Tegen deze uitspraak kunnen beide partijen binnen zes weken na de verzenddatum beroep in cassatie instellen bij
de Hoge Raad der Nederlanden via het webportaal van de Hoge Raad www.hogeraad.nl.
Bepaalde personen die niet worden vertegenwoordigd door een gemachtigde die beroepsmatig rechtsbijstand verleent, mogen per post beroep in cassatie instellen. Dit zijn natuurlijke personen en verenigingen waarvan de statuten niet zijn opgenomen in een notariële akte.
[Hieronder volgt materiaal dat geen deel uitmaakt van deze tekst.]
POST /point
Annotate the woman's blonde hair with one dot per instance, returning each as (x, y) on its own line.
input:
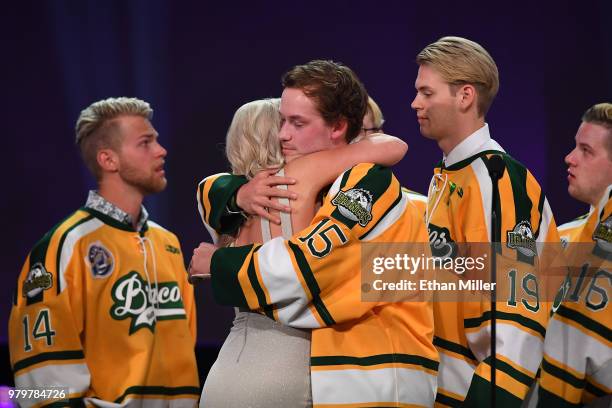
(252, 142)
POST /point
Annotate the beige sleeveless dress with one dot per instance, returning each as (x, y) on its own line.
(262, 363)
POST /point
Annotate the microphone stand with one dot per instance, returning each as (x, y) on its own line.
(496, 167)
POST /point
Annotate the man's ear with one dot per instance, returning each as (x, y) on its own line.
(467, 97)
(108, 160)
(339, 129)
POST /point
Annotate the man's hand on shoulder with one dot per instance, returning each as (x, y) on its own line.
(256, 196)
(199, 267)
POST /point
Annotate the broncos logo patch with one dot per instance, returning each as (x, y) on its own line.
(100, 259)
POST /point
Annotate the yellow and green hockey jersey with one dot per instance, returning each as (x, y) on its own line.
(363, 354)
(419, 201)
(577, 365)
(459, 211)
(106, 312)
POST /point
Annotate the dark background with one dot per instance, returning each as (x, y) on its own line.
(197, 62)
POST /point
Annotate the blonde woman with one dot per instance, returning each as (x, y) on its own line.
(263, 363)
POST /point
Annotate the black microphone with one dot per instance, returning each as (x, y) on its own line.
(496, 167)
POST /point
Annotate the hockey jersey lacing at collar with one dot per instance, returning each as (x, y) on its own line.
(433, 188)
(142, 241)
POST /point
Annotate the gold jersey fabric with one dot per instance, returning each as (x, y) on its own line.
(363, 354)
(107, 312)
(577, 365)
(459, 211)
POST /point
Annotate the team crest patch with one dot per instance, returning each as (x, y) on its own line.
(145, 303)
(603, 234)
(441, 242)
(355, 204)
(101, 260)
(521, 239)
(38, 279)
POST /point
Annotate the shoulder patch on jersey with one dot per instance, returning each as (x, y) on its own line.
(603, 234)
(521, 239)
(355, 204)
(37, 280)
(100, 260)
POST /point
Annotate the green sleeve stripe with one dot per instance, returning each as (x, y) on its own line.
(375, 360)
(312, 284)
(221, 191)
(595, 390)
(454, 347)
(518, 179)
(54, 355)
(585, 322)
(201, 203)
(517, 318)
(61, 245)
(563, 375)
(548, 399)
(345, 178)
(511, 371)
(446, 400)
(391, 207)
(224, 267)
(259, 292)
(72, 402)
(157, 390)
(479, 395)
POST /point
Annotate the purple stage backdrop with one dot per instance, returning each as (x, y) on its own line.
(196, 62)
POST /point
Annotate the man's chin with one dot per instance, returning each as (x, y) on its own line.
(154, 187)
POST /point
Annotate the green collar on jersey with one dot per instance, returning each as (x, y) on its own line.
(113, 222)
(469, 160)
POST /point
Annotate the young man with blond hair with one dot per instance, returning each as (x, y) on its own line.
(456, 84)
(577, 365)
(103, 309)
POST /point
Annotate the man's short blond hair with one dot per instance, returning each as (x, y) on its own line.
(96, 127)
(252, 142)
(601, 114)
(461, 61)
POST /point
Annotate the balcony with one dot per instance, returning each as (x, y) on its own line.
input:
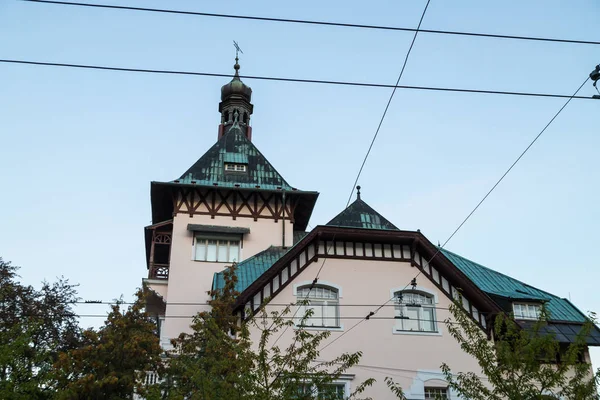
(158, 271)
(158, 249)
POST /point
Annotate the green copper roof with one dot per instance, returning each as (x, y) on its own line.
(250, 269)
(360, 215)
(498, 284)
(234, 147)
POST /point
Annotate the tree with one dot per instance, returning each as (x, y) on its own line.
(219, 360)
(521, 363)
(35, 326)
(112, 361)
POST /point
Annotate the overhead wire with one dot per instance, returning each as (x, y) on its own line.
(292, 80)
(322, 23)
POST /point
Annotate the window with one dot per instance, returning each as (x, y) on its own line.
(323, 300)
(527, 311)
(233, 167)
(415, 311)
(330, 391)
(432, 393)
(219, 250)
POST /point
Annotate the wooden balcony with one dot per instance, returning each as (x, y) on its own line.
(158, 271)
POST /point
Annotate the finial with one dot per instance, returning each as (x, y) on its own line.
(237, 65)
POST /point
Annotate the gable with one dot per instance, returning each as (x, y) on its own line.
(251, 269)
(234, 147)
(360, 215)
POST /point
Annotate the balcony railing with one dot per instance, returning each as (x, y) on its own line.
(159, 271)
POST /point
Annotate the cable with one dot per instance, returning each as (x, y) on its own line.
(322, 23)
(266, 305)
(387, 106)
(372, 313)
(293, 80)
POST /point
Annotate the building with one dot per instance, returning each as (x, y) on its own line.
(233, 205)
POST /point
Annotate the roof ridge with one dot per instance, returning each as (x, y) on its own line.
(352, 217)
(500, 273)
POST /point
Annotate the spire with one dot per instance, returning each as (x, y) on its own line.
(235, 98)
(237, 68)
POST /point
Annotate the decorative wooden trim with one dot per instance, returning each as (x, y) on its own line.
(233, 203)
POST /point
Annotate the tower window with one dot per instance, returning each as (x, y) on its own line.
(234, 167)
(324, 303)
(415, 311)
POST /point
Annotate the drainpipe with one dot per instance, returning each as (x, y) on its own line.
(283, 221)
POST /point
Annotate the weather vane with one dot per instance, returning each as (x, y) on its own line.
(237, 49)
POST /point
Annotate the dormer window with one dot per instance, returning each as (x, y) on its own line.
(236, 167)
(527, 310)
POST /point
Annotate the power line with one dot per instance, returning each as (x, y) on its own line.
(372, 313)
(322, 23)
(387, 106)
(292, 80)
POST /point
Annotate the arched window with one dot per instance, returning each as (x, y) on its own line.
(415, 311)
(324, 303)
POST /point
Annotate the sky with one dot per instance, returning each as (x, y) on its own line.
(80, 147)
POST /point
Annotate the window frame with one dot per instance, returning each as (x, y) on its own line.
(338, 382)
(397, 329)
(228, 239)
(537, 309)
(323, 302)
(435, 389)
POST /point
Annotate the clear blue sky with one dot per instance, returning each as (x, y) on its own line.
(80, 147)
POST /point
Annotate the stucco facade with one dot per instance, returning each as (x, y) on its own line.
(412, 359)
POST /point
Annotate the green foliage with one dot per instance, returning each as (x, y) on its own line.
(111, 362)
(219, 360)
(35, 326)
(520, 364)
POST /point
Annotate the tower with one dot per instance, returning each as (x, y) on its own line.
(235, 105)
(228, 206)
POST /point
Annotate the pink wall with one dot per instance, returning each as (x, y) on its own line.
(189, 280)
(411, 358)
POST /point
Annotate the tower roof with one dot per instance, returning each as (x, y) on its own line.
(360, 215)
(234, 147)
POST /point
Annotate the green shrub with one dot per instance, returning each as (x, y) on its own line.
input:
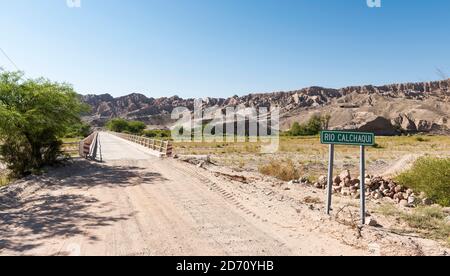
(34, 114)
(431, 176)
(421, 139)
(430, 219)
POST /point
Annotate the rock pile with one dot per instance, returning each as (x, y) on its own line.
(376, 188)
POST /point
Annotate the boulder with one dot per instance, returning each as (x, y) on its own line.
(345, 175)
(404, 203)
(398, 189)
(411, 200)
(426, 201)
(337, 180)
(371, 222)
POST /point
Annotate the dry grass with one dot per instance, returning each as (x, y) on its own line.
(309, 152)
(285, 170)
(427, 221)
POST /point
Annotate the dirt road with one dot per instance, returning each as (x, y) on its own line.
(136, 204)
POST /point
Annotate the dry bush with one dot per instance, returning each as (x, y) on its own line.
(283, 170)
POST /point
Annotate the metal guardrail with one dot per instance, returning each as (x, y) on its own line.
(90, 147)
(163, 147)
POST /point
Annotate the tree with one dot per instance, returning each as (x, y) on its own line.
(34, 114)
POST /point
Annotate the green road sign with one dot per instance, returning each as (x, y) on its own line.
(347, 138)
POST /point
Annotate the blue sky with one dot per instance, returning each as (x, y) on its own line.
(219, 48)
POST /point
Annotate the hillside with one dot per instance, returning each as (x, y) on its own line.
(386, 110)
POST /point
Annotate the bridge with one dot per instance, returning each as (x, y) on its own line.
(136, 203)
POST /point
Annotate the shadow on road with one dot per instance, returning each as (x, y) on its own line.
(28, 223)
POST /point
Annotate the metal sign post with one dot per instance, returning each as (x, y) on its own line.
(330, 179)
(361, 139)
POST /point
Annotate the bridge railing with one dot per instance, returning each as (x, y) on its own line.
(163, 147)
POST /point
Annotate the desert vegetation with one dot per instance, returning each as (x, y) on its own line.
(313, 127)
(34, 115)
(431, 176)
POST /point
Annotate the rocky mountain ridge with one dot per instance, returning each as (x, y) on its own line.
(387, 109)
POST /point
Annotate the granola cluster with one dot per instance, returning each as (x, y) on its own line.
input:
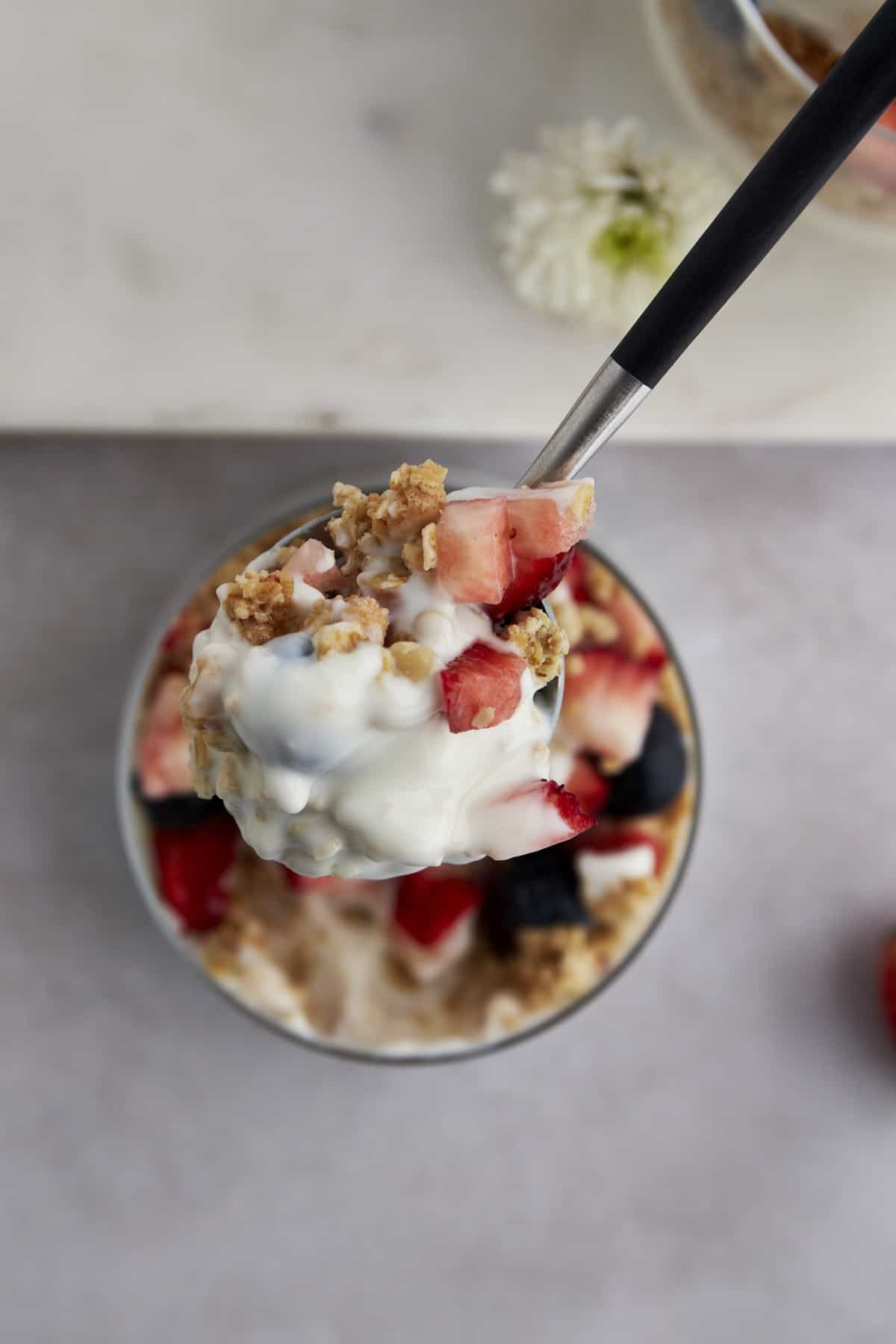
(405, 514)
(382, 541)
(541, 643)
(261, 605)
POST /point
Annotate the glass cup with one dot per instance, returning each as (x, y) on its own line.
(137, 833)
(741, 72)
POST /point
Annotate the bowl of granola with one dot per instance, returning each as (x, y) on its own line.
(454, 960)
(741, 70)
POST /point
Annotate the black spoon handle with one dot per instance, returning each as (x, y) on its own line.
(795, 167)
(810, 148)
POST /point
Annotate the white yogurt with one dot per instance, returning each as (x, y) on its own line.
(343, 769)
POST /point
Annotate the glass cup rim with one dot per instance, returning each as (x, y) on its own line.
(751, 16)
(132, 826)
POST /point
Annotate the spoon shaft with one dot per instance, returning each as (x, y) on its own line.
(794, 168)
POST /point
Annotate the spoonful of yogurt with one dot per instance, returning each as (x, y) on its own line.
(385, 702)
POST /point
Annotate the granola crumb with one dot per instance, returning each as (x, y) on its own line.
(386, 582)
(339, 626)
(261, 605)
(583, 502)
(227, 784)
(598, 626)
(600, 582)
(430, 549)
(553, 965)
(414, 499)
(570, 617)
(421, 556)
(541, 643)
(351, 526)
(414, 662)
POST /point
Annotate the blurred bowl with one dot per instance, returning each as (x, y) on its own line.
(741, 70)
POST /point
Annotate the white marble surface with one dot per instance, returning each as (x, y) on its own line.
(273, 214)
(706, 1155)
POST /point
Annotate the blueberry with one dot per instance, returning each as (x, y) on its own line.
(656, 779)
(293, 648)
(722, 18)
(179, 811)
(534, 892)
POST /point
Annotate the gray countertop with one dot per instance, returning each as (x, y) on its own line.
(707, 1154)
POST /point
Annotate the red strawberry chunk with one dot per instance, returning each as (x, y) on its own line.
(536, 816)
(532, 579)
(889, 981)
(578, 578)
(191, 866)
(638, 636)
(608, 702)
(550, 519)
(588, 786)
(301, 883)
(429, 906)
(316, 564)
(474, 549)
(163, 756)
(481, 687)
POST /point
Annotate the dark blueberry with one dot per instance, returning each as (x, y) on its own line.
(293, 648)
(534, 892)
(179, 811)
(656, 779)
(722, 16)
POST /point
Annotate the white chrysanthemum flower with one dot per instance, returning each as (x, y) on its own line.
(597, 221)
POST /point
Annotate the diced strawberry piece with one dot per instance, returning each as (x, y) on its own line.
(429, 905)
(314, 564)
(178, 640)
(532, 579)
(889, 981)
(191, 866)
(578, 581)
(301, 883)
(550, 519)
(541, 815)
(163, 756)
(588, 785)
(474, 549)
(608, 702)
(638, 636)
(618, 840)
(481, 687)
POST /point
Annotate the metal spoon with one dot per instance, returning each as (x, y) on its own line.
(794, 168)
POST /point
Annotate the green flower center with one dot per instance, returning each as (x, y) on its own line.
(633, 240)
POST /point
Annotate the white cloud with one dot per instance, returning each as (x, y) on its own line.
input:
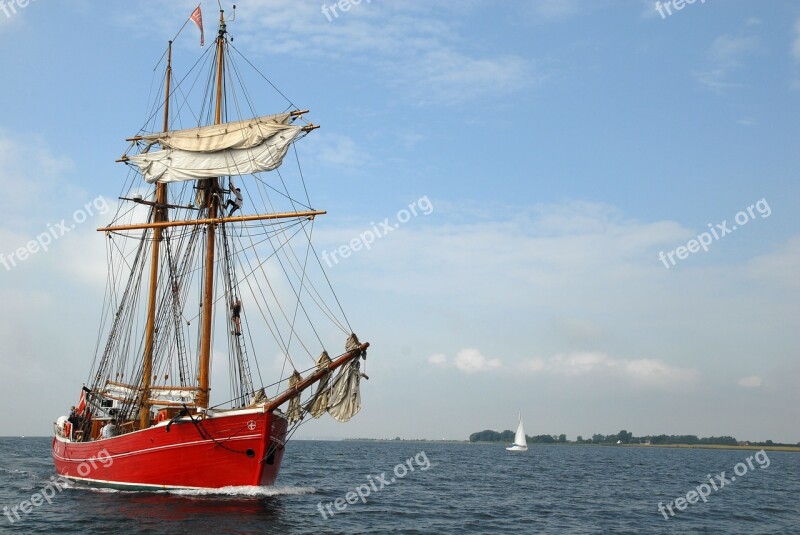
(470, 361)
(438, 359)
(726, 55)
(753, 381)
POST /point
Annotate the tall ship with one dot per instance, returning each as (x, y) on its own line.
(212, 281)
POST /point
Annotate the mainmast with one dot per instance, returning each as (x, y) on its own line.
(211, 188)
(159, 215)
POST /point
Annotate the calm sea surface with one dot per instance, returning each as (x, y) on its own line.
(465, 489)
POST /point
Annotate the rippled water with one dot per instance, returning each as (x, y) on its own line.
(465, 489)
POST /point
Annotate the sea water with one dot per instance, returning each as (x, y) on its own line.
(417, 487)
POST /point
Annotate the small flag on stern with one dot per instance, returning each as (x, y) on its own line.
(197, 17)
(82, 403)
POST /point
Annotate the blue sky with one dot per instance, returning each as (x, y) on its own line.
(562, 145)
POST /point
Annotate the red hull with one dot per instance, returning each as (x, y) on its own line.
(234, 449)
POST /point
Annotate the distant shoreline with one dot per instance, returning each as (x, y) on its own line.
(795, 449)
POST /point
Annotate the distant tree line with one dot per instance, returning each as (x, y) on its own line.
(623, 437)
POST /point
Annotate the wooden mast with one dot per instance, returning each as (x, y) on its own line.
(159, 216)
(211, 189)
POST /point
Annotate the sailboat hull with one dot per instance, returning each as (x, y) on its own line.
(237, 448)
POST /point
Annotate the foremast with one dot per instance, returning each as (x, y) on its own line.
(159, 215)
(212, 205)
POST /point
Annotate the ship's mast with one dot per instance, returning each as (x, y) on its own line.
(211, 189)
(159, 215)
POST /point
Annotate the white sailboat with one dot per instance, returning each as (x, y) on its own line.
(520, 444)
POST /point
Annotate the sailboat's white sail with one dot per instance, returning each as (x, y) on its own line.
(237, 135)
(519, 438)
(178, 165)
(520, 444)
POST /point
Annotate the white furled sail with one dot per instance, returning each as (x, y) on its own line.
(237, 135)
(520, 444)
(177, 165)
(345, 397)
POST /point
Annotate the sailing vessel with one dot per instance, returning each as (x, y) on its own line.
(190, 284)
(520, 444)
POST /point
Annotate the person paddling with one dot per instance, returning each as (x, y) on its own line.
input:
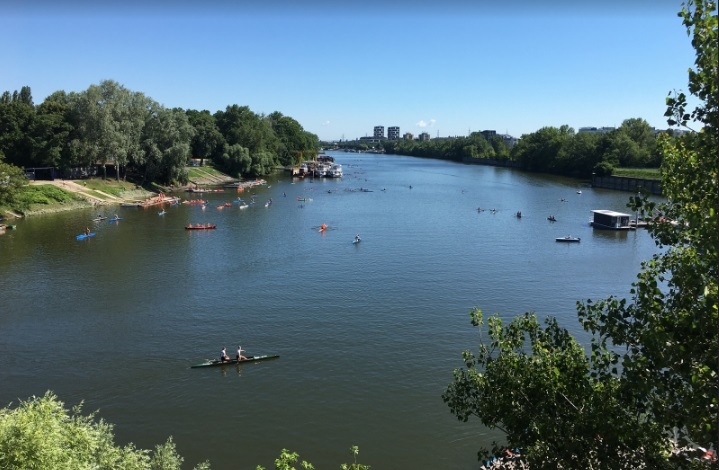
(223, 355)
(240, 357)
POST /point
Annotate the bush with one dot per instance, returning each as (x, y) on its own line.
(603, 169)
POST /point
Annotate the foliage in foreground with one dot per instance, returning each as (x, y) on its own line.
(42, 433)
(287, 460)
(651, 382)
(12, 181)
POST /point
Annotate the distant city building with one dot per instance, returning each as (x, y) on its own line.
(488, 134)
(595, 130)
(509, 141)
(393, 133)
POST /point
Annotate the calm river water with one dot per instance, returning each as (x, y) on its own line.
(368, 334)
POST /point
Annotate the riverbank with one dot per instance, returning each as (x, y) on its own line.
(93, 192)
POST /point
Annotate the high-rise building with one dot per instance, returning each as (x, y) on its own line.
(393, 133)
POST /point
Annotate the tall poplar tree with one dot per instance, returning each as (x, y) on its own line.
(651, 383)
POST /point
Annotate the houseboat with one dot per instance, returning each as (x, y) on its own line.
(611, 220)
(335, 171)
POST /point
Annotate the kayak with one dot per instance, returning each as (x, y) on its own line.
(217, 362)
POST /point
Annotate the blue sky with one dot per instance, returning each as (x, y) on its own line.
(341, 68)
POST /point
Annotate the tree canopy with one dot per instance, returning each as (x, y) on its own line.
(127, 133)
(650, 384)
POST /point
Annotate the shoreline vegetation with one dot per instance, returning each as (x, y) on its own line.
(47, 197)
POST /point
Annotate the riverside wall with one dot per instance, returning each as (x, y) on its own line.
(623, 183)
(492, 162)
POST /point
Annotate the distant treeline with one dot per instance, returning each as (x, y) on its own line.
(130, 134)
(548, 150)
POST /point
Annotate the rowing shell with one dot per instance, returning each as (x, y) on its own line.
(217, 362)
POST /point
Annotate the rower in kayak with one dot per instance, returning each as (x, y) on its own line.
(223, 355)
(240, 357)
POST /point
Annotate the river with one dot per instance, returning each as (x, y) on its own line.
(368, 333)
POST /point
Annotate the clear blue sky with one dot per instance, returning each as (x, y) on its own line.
(340, 68)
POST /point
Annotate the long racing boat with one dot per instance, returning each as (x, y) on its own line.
(217, 362)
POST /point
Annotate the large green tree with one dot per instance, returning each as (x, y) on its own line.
(207, 141)
(653, 370)
(41, 433)
(12, 180)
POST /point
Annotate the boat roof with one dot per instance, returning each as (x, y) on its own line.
(610, 213)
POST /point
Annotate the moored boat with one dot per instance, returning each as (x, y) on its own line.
(217, 362)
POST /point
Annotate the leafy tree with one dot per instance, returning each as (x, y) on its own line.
(42, 433)
(653, 371)
(670, 331)
(16, 119)
(538, 151)
(287, 461)
(50, 131)
(236, 160)
(207, 139)
(292, 138)
(12, 180)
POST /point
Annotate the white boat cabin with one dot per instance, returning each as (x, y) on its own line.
(611, 220)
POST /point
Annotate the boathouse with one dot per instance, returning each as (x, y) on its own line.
(610, 220)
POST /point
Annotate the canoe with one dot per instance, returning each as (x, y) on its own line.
(217, 362)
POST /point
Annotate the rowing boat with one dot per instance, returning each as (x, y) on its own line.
(217, 362)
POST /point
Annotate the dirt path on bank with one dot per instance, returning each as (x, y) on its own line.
(94, 196)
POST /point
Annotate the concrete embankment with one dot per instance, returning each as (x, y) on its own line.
(623, 183)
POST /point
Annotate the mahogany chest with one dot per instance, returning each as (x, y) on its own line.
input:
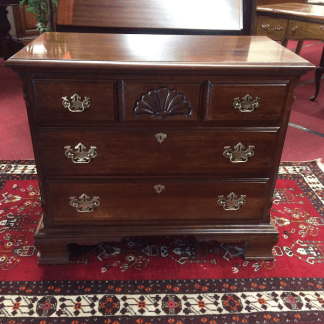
(146, 135)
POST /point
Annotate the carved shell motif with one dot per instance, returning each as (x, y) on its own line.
(162, 103)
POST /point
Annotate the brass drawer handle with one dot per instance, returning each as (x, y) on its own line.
(76, 104)
(232, 203)
(161, 137)
(80, 155)
(159, 188)
(238, 154)
(246, 105)
(267, 27)
(84, 204)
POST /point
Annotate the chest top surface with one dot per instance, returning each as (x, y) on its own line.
(181, 51)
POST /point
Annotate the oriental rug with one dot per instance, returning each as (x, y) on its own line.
(167, 279)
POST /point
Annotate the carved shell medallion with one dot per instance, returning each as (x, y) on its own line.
(162, 103)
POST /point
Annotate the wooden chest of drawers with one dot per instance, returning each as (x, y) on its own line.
(156, 135)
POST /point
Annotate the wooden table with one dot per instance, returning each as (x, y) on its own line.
(293, 21)
(8, 45)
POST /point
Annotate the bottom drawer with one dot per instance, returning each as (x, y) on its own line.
(154, 200)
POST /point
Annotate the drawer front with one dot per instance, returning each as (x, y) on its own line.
(85, 101)
(274, 28)
(300, 30)
(161, 102)
(247, 102)
(158, 151)
(155, 200)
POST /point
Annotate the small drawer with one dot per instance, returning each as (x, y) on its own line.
(247, 102)
(158, 151)
(161, 101)
(161, 199)
(300, 30)
(85, 101)
(275, 28)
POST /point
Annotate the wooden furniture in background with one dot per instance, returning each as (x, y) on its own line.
(8, 45)
(294, 21)
(144, 135)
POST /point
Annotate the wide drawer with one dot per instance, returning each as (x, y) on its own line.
(159, 199)
(275, 28)
(158, 151)
(85, 101)
(247, 102)
(300, 30)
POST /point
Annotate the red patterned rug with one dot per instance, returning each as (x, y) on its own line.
(169, 279)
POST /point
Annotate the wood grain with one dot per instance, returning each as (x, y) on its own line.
(178, 201)
(134, 151)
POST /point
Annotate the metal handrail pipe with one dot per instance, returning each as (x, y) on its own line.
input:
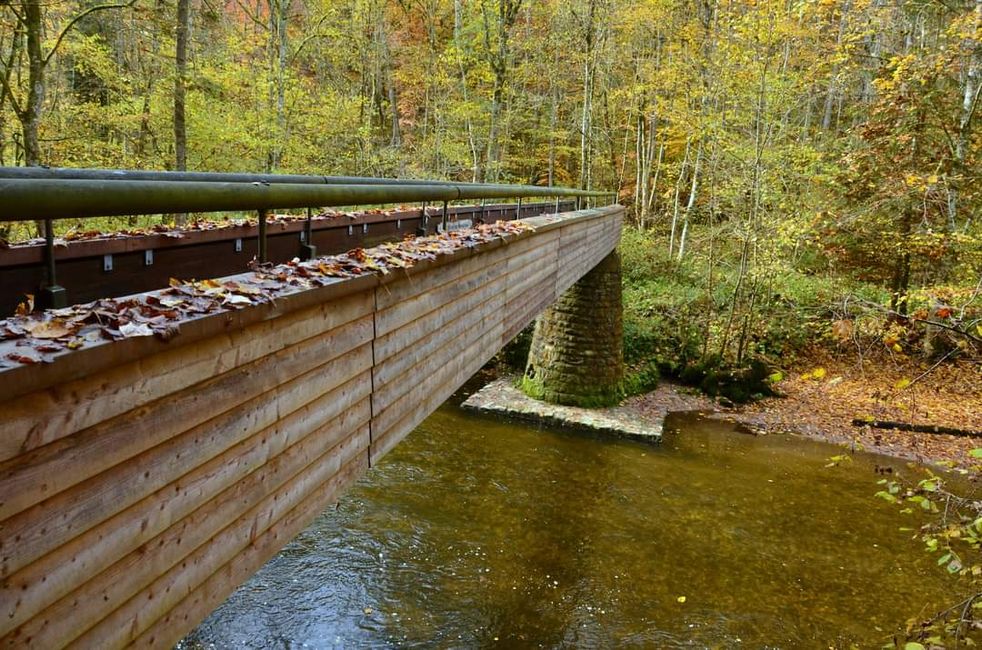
(69, 173)
(29, 199)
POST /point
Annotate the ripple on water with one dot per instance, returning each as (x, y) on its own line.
(475, 531)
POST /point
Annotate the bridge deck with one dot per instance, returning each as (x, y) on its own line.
(141, 481)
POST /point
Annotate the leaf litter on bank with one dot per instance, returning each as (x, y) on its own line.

Als zij geen gebruik willen maken van digitaal procederen kunnen deze personen het beroepschrift in cassatie sturen aan
de Hoge Raad der Nederlanden (belastingkamer), postbus 20303, 2500 EH Den Haag.Alle andere personen en gemachtigden die beroepsmatig rechtsbijstand verlenen, zijn in beginsel verplicht digitaal te procederen (zie
www.hogeraad.nl).
Bij het instellen van beroep in cassatie moet het volgende in acht worden genomen:
1. bij het beroepschrift wordt een afschrift van deze uitspraak gevoegd;
2 - ( alleen bij procederen op papier) het beroepschrift moet ondertekend zijn;
3 - het beroepschrift moet ten minste het volgende vermelden:
a. de naam en het adres van de indiener;
b. de dagtekening;
c. een omschrijving van de uitspraak waartegen het beroep in cassatie is gericht;
d. de gronden van het beroep in cassatie.
Voor het instellen van beroep in cassatie is griffierecht verschuldigd. Na het instellen van beroep in cassatie ontvangt de indiener een nota griffierecht van de griffier van de Hoge Raad. In het cassatieberoepschrift kan de Hoge Raad verzocht worden om de wederpartij te veroordelen in de proceskosten.

Voetnoten

1.Kamerstukken II 1992/93, 22 885, nr. 3, blz. 44.
2.Hoge Raad 12 april 2024, ECLI:NL:HR:2024:571.
3.Hoge Raad 3 maart 2023, ECLI:NL:HR:2023:332, r.o. 3.2.
4.Hoge Raad 14 oktober 2005, nr. 40.299, ECLI:NL:HR:2005:AU4300.
5.Hof Arnhem-Leeuwarden 23 april 2024, ECLI:NL:GHARL:2024:2837, r.o. 4.14.